Aleph

Architecture Overview

If you want to start contributing to Aleph’s codebase or need to scale your Aleph deployment, it’s a good idea to learn how Aleph’s components work together. This page provides an overview of Aleph’s system architecture.

Components

graph TB memorious("Memorious") ui("UI") alephclient("alephclient") subgraph level2 api("API") workers("Workers") ingest("ingest-file") end subgraph level3 ftm("FtM store") files("File archive") db("App database") es("Elasticsearch") redis("Redis") end class level2 dummy class level3 dummy ui-->api memorious-->api alephclient-->api api-->db api-->es api-->redis api-->files ingest-->redis ingest-->files ingest-->ftm workers-->db workers-->es workers-->redis workers-->files workers-->ftm

API

The Aleph API is a Flask application. It powers the web UI and alephclient, can be used to ingest data scraped using Memorious crawlers or custom scripts.

UI

The Aleph UI is a single-page application implemented using React. End users can use the UI to search Aleph, upload files, create and edit structured data, create network diagrams and timelines, and more.

Workers

Workers process background tasks such as exporting search results, indexing updated new or entities in Elasticsearch, or cross-referencing data against other datasets.

ingest-file

ingest-file worker process documents uploaded to Aleph. ingest-file can handle a wide range of document types and formats, including text documents (PDF, Word, LibreOffice, plaintext, …), spreadsheets and databases (Excel, CSV, SQlite, …), emails (RFC2822, Outlook mailboxes, Mbox) and more.

FollowTheMoney store

The FollowTheMoney store is a PostgreSQL database that stores FollowTheMoney entities. All data added to an Aleph instance is represented as entities, including structured data and files uploaded.

App database

The app database is a PostgreSQL database that stores any data that is not directly related to structured data added or files uploaded to an Aleph instance, for example metadata about users, user groups, permissions, collections, and other information. This can be the same database as the FollowTheMoney store, but we recommend using separate databases for production deployments.

Elasticsearch

Elasticsearch is used to make data searchable. Aleph maintains multiple indexes for FollowTheMoney entities as well as collections and notifications.

Redis

Aleph uses Redis in many ways, for example as a task queue, to store user sessions, and to cache collection statistics.

File archive

The file archive stores all files uploaded to Aleph. It supports multiple storage backends, including the local file system, AWS S3, and Google Cloud Storage.

alephclient

alephclient is a Python library and CLI that simplifies common tasks (e.g. batch uploads). It interacts with Aleph via the API.

Memorious

Memorious is a scraping toolkit that facilitates fast development and easy maintenance of scrapers. While Memorious integrates with Aleph and can emit data as FollowTheMoney entities, Memorious is a completely optional component.

Code repositories

alephdata/aleph

Main Aleph repository that contains the source code for the API, UI, and workers.

alephdata/ingest-file

Contains the source code for ingest-file.

alephdata/followthemoney

Data model definition for the FollowTheMoney onthology and libraries for working with FollowTheMoney entities in Python and Typescript.

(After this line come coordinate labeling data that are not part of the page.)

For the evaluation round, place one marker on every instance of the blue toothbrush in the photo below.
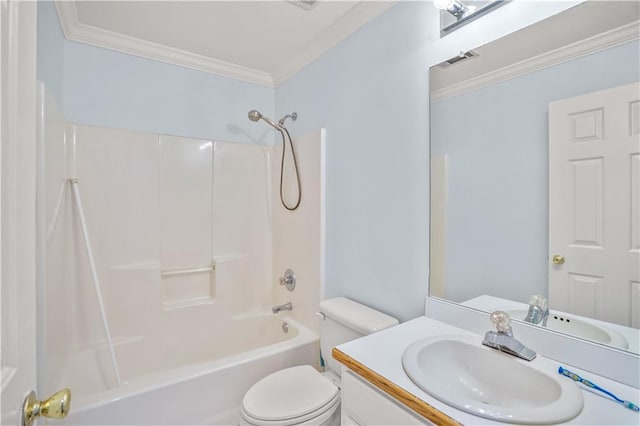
(574, 376)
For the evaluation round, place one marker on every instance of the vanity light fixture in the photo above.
(456, 13)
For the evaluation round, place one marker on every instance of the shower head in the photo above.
(256, 115)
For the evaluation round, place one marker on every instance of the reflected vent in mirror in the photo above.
(463, 56)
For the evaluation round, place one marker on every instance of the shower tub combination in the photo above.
(157, 280)
(205, 393)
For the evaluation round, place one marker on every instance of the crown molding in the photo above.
(608, 39)
(360, 15)
(74, 30)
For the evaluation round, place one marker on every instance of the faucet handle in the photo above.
(539, 301)
(502, 321)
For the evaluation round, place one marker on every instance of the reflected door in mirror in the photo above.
(594, 196)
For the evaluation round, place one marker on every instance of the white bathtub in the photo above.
(204, 393)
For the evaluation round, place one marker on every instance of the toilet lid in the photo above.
(289, 393)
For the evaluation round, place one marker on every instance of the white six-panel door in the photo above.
(594, 205)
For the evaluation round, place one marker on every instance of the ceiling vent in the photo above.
(305, 4)
(463, 56)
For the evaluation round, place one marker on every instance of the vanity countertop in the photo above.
(378, 359)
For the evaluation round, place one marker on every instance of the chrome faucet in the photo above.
(538, 310)
(286, 307)
(503, 339)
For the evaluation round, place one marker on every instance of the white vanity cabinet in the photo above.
(363, 404)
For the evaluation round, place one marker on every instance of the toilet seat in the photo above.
(289, 397)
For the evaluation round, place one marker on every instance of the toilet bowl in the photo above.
(293, 396)
(302, 395)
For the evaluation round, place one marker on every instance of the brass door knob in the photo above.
(55, 407)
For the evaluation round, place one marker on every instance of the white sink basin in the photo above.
(461, 372)
(570, 325)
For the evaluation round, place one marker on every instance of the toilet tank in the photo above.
(346, 320)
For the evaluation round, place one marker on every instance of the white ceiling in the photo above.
(260, 41)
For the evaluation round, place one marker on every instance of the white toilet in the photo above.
(301, 395)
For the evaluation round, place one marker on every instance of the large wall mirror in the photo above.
(535, 174)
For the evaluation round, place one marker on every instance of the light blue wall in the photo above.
(100, 87)
(497, 142)
(111, 89)
(371, 93)
(50, 65)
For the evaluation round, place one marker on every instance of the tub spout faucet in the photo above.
(285, 307)
(538, 310)
(503, 339)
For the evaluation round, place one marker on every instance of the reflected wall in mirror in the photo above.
(535, 174)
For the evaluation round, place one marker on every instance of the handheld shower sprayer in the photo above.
(255, 115)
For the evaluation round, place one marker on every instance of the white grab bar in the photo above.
(171, 272)
(96, 283)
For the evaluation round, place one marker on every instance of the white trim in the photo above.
(358, 16)
(74, 30)
(612, 38)
(17, 203)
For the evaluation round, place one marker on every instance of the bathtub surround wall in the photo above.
(182, 233)
(298, 242)
(370, 92)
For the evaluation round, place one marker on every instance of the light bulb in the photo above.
(443, 4)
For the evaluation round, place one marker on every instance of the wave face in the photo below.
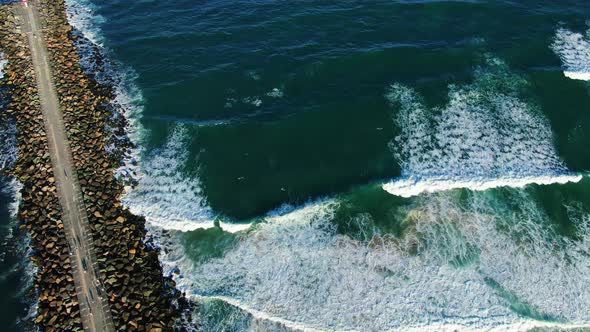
(482, 265)
(484, 137)
(574, 51)
(165, 195)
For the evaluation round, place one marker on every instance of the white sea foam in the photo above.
(484, 137)
(168, 197)
(574, 51)
(82, 16)
(164, 195)
(297, 270)
(413, 186)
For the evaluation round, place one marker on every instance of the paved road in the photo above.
(93, 301)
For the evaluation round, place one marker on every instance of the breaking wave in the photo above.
(168, 197)
(574, 51)
(458, 266)
(484, 137)
(164, 195)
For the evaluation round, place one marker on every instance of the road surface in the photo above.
(93, 301)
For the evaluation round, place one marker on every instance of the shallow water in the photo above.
(405, 165)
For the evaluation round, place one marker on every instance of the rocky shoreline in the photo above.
(140, 297)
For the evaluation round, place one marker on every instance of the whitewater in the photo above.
(454, 268)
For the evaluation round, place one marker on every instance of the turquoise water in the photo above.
(324, 125)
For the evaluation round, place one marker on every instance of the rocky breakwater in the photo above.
(140, 297)
(39, 210)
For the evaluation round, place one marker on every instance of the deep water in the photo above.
(405, 165)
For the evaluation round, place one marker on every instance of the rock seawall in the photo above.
(39, 210)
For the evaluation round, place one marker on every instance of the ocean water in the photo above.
(359, 165)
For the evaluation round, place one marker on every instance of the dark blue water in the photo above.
(326, 124)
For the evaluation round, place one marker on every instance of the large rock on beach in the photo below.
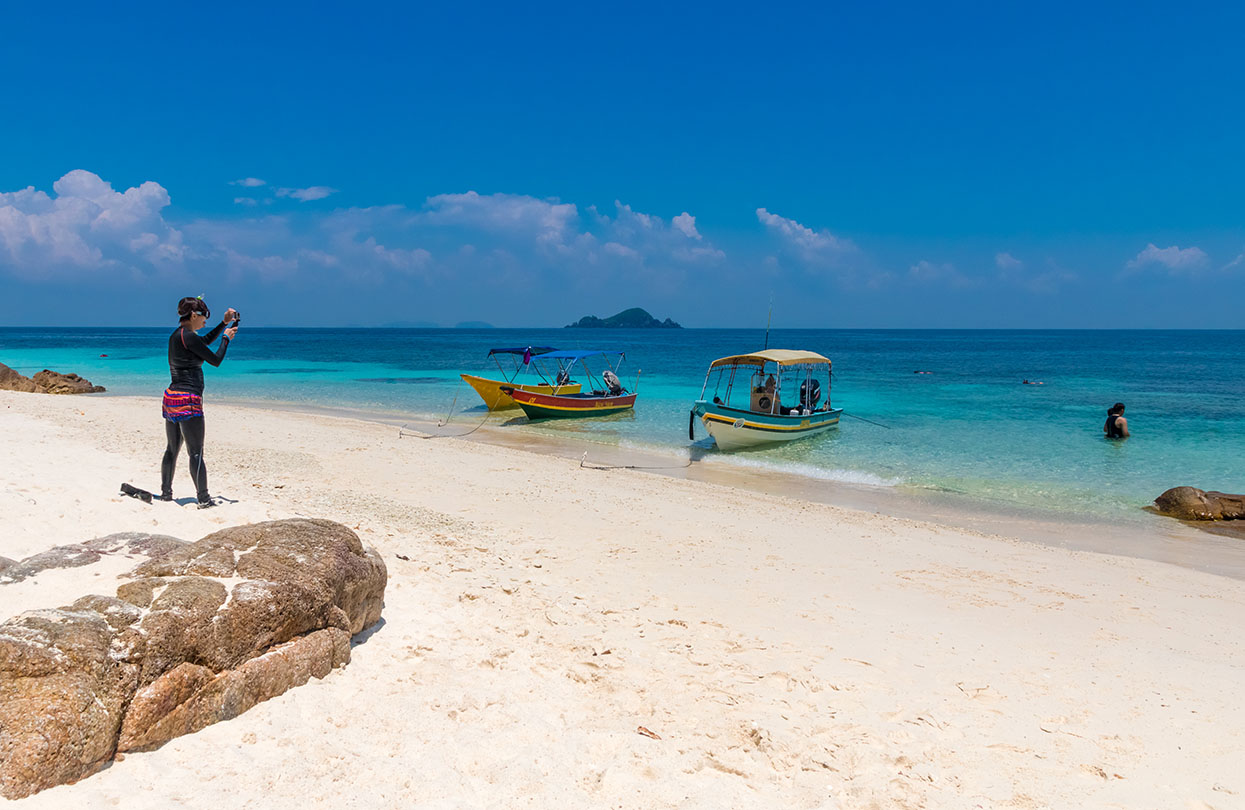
(177, 650)
(45, 382)
(11, 380)
(1189, 503)
(56, 382)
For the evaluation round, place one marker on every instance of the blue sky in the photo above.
(867, 164)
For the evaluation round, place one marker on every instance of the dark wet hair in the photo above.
(187, 306)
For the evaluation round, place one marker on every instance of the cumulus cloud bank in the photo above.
(87, 225)
(305, 194)
(811, 244)
(1175, 259)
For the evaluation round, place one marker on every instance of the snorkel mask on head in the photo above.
(186, 307)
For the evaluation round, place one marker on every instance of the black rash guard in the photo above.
(187, 352)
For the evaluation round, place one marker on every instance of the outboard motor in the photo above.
(809, 393)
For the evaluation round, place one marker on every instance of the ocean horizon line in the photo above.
(641, 330)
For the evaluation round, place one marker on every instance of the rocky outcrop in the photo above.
(45, 382)
(13, 381)
(635, 317)
(1189, 503)
(177, 650)
(79, 554)
(56, 382)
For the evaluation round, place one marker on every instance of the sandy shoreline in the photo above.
(787, 652)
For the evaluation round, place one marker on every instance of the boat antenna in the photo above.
(770, 317)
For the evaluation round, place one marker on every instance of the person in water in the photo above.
(1116, 426)
(183, 398)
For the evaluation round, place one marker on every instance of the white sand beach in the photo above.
(782, 652)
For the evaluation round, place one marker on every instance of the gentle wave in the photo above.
(806, 470)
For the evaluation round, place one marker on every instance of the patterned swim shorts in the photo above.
(181, 406)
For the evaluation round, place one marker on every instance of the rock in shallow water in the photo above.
(1189, 503)
(176, 651)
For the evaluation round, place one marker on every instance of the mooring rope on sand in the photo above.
(585, 464)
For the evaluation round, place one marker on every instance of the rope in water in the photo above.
(869, 421)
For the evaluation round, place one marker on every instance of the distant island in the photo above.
(635, 317)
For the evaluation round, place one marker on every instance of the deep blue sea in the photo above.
(970, 427)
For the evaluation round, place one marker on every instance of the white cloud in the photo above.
(806, 239)
(686, 223)
(816, 250)
(1006, 261)
(306, 194)
(1175, 259)
(516, 238)
(86, 227)
(547, 222)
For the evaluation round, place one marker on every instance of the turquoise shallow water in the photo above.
(970, 427)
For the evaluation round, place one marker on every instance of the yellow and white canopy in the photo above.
(781, 356)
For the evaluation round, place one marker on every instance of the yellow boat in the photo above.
(497, 400)
(491, 390)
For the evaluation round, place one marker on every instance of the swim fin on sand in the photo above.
(133, 492)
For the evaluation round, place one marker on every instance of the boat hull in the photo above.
(733, 428)
(497, 400)
(547, 406)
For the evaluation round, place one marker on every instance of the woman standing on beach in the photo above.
(183, 398)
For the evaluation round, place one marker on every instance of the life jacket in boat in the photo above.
(809, 393)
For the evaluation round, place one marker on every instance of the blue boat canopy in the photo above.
(580, 353)
(522, 350)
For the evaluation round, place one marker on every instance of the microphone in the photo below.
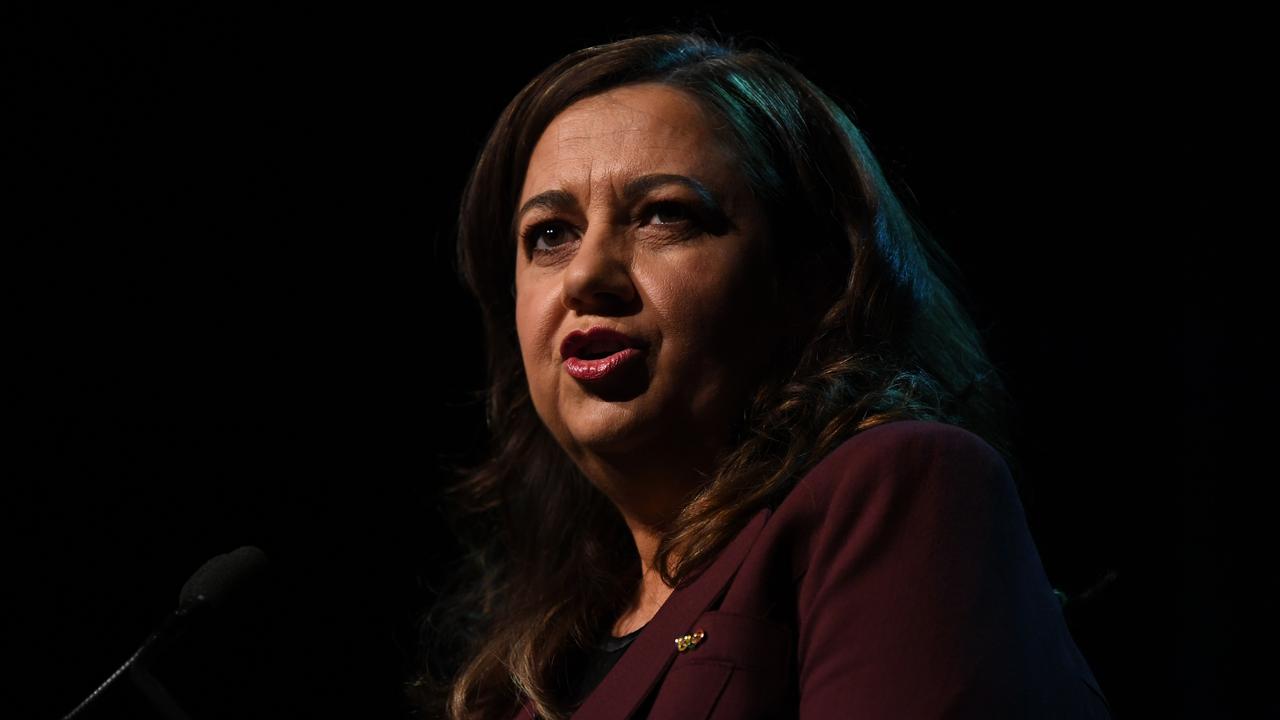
(205, 591)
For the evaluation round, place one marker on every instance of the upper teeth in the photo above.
(606, 346)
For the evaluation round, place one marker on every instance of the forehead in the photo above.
(627, 131)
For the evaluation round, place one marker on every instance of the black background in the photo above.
(236, 320)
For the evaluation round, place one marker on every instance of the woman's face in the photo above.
(635, 218)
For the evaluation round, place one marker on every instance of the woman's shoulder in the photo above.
(896, 463)
(904, 449)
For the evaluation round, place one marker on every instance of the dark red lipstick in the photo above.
(599, 352)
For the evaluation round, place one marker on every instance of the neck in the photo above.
(648, 493)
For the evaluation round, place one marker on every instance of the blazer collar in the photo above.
(641, 665)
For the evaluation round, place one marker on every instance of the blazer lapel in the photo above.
(654, 648)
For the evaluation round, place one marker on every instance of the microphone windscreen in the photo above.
(219, 578)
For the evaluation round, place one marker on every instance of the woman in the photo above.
(748, 452)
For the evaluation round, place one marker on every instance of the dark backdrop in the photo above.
(236, 322)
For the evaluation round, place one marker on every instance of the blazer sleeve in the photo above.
(924, 596)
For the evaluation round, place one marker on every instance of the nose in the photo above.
(598, 277)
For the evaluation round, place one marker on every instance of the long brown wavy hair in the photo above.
(878, 335)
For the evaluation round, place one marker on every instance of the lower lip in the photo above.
(602, 367)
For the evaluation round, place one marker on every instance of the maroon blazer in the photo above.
(896, 580)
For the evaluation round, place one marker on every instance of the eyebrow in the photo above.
(558, 200)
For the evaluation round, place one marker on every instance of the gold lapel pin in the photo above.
(690, 641)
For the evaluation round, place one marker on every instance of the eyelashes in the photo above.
(684, 220)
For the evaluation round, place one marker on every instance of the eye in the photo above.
(668, 209)
(549, 232)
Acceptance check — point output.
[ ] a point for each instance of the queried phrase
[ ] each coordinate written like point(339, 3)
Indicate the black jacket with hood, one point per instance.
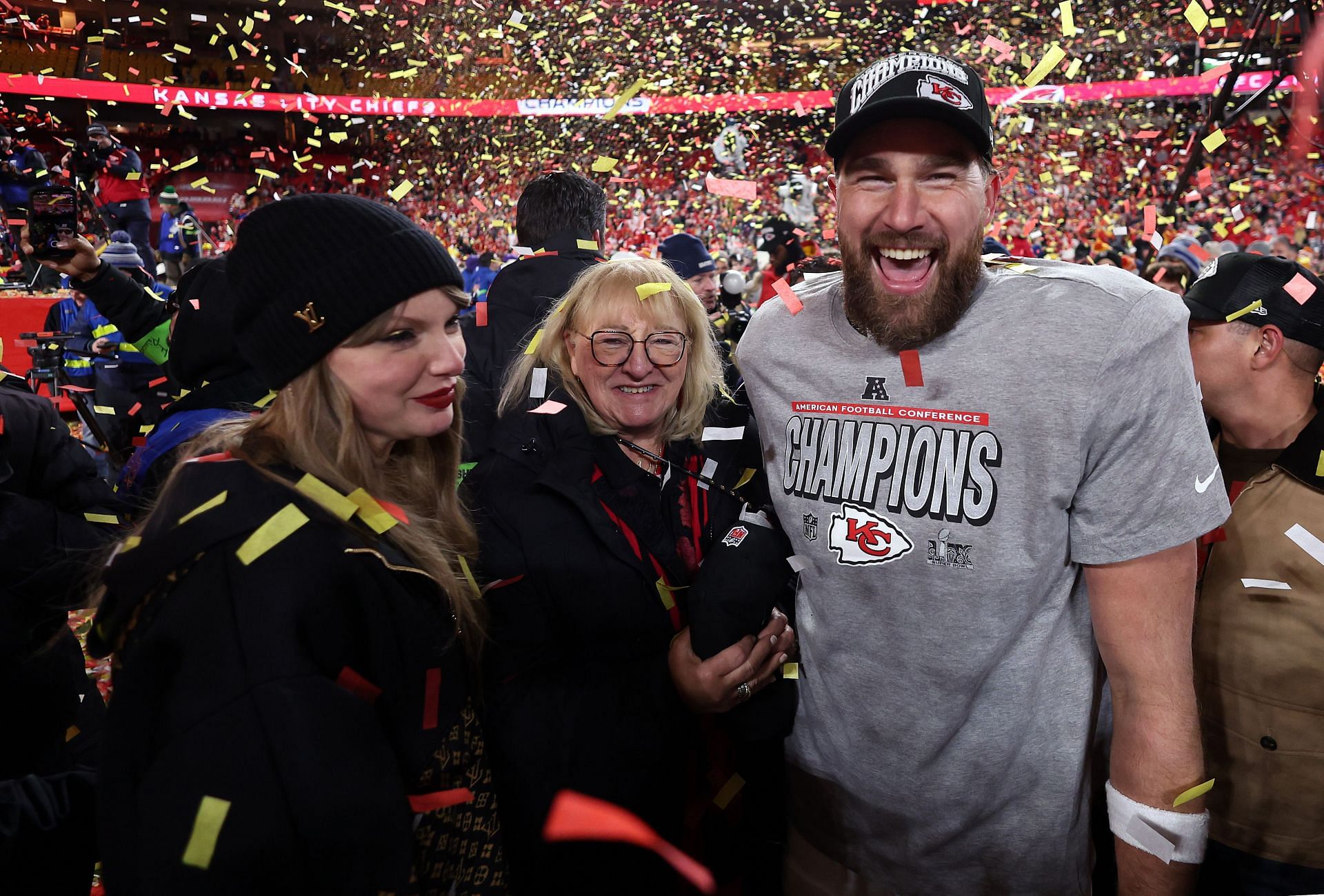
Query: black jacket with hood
point(579, 691)
point(516, 302)
point(302, 686)
point(57, 519)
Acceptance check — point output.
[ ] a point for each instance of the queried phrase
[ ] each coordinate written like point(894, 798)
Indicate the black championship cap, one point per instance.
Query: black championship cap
point(914, 85)
point(1261, 290)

alephdata/followthemoney-store

Library to help with storing FollowTheMoney entities in a SQL database.

alephdata/followthemoney-compare

Tools to train models to compare FollowTheMoney entities, used to cross-reference entities across datasets.

alephdata/servicelayer

Generic components used by multiple other components, for example workers, caches, implementation of file storage backends etc.

alephdata/alephclient

A CLI and Python library to interact with the Aleph API.

alephdata/aleph-elasticsearch

Customized Elasticsearch Docker image for use with Aleph.